Monday, Jun. 22, 1942

Stench and Guillotines

Two methods in war surgery-one for saving limbs, the other for amputating them-were reported at the A.M.A. meeting last week.

> Standard treatment for wounds in World War II is to trim off all dying flesh, enclose the limb or trunk in an old-fashioned plaster cast, leave the cast undisturbed for many weeks until the wound has healed. This closed plaster method prevents many an amputation, reduces infection to a minimum, allows soldiers to be moved with no ill effects. Only drawback: after a week or so the wounds develop a foul stench. Last week Dr. Allan Dinsmore Wallis and Researcher Margaret J. Dilworth of Philadelphia told how they prevented the smell by simply placing lactose (milk sugar) solution on wounds before enclosing them in plaster. Apparently, said the scientists, the lactose provides food for harmless bacteria in the wounds, prevents them from causing putrefaction.

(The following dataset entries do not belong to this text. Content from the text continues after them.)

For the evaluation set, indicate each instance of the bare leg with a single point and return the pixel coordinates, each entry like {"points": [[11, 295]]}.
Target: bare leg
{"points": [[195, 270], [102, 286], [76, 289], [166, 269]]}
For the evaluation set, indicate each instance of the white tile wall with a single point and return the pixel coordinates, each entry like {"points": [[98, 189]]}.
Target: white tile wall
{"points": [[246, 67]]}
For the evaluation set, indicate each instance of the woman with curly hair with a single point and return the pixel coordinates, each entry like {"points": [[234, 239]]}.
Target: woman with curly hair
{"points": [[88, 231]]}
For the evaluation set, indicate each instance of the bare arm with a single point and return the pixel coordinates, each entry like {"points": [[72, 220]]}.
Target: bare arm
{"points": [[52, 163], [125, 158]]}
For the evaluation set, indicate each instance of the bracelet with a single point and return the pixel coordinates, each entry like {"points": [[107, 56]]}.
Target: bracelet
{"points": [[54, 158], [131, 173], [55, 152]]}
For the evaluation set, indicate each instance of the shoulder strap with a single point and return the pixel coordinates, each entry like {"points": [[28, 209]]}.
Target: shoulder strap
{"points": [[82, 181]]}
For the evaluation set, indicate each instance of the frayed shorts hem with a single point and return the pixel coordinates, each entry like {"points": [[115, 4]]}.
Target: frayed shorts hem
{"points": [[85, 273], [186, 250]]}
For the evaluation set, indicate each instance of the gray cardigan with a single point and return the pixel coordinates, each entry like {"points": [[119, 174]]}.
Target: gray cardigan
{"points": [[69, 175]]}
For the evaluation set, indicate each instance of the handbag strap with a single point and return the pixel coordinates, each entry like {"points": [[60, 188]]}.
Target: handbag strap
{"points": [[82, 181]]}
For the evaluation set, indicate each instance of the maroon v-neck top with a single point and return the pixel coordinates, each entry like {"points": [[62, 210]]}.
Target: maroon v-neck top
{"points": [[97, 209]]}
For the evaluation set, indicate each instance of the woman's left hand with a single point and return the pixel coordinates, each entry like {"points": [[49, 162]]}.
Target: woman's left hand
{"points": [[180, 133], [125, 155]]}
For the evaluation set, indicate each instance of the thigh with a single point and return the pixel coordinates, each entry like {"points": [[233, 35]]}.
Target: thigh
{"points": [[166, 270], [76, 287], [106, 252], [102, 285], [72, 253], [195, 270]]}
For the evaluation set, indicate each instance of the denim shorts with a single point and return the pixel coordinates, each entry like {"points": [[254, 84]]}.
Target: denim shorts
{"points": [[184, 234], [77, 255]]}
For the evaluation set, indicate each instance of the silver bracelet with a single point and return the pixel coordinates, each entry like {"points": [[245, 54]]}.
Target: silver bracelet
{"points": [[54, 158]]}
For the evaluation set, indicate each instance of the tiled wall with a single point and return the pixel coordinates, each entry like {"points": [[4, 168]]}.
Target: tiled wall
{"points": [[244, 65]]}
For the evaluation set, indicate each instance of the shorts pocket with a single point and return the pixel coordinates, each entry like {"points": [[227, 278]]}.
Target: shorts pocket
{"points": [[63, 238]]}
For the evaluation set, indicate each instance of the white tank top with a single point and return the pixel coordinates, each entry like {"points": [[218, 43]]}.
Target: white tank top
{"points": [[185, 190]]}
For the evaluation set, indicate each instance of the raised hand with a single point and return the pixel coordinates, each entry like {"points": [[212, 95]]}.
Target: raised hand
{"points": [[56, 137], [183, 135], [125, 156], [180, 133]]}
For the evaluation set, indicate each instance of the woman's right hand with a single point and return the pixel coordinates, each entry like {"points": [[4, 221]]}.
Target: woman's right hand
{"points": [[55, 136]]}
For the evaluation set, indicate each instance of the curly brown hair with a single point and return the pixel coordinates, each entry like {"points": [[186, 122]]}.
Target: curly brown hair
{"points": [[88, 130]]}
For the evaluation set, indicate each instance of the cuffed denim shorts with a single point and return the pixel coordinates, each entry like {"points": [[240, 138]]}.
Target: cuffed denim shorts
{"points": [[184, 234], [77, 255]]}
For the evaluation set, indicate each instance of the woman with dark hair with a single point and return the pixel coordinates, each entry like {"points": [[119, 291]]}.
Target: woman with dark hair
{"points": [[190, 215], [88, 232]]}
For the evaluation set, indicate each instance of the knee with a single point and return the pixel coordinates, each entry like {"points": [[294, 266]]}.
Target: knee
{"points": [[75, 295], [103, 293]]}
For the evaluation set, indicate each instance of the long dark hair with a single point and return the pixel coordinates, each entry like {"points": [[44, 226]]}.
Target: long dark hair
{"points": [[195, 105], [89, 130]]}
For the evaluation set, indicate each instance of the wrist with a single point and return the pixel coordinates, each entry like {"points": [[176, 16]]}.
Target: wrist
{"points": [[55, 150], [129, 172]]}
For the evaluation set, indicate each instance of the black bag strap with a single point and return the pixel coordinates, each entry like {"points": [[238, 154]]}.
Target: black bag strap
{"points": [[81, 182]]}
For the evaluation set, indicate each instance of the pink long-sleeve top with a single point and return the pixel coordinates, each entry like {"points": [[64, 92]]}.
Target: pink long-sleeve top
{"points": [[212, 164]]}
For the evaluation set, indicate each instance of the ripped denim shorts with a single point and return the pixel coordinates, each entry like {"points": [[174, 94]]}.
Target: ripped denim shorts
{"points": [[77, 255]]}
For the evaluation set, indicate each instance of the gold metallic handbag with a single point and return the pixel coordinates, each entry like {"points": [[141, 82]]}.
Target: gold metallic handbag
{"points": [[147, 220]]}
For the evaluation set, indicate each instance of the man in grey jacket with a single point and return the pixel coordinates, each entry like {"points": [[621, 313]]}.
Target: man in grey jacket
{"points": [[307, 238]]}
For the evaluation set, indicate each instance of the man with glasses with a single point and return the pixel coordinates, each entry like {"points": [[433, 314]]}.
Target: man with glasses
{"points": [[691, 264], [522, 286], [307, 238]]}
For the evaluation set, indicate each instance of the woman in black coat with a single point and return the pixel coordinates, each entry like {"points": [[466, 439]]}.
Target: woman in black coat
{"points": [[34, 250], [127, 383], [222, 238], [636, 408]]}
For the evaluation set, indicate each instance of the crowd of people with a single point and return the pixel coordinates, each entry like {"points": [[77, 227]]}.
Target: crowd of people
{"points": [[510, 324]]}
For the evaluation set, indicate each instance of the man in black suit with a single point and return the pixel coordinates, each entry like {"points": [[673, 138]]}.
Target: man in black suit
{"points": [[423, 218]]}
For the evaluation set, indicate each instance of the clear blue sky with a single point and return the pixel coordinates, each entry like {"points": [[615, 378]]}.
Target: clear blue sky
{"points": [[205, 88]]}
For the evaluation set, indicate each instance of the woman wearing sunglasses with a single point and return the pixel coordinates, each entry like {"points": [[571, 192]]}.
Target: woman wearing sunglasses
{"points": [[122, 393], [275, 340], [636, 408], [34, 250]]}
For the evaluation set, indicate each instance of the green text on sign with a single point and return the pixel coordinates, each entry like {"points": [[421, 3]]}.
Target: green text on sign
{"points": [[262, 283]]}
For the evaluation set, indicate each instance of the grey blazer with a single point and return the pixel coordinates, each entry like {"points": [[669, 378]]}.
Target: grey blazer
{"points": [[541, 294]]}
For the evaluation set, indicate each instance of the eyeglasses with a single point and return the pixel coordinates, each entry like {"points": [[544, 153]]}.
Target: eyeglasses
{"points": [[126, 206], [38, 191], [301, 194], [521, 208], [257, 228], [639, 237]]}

> Quickest, simplest, safest method of amputation on the battlefield, said Colonel Norman Thomas Kirk of the U.S. Army, is the circular or "flapless guillotine" operation. "The word 'guillotine,'" said Colonel Kirk, "is a misnomer. The circular guillotine amputation is not a 'chop' operation." It consists of cutting around the skin of the limb, waiting a moment for it to draw back, then cutting around the connective tissue, waiting again for withdrawal, cutting through the muscles circularly, and finally sawing the bone. The old practice of covering the bone with flaps of skin has been abandoned; the stump is sprinkled with sulfanilamide, left exposed so that there is no closed pocket for bacteria to breed in. Later on, the skin is pulled down over the bone.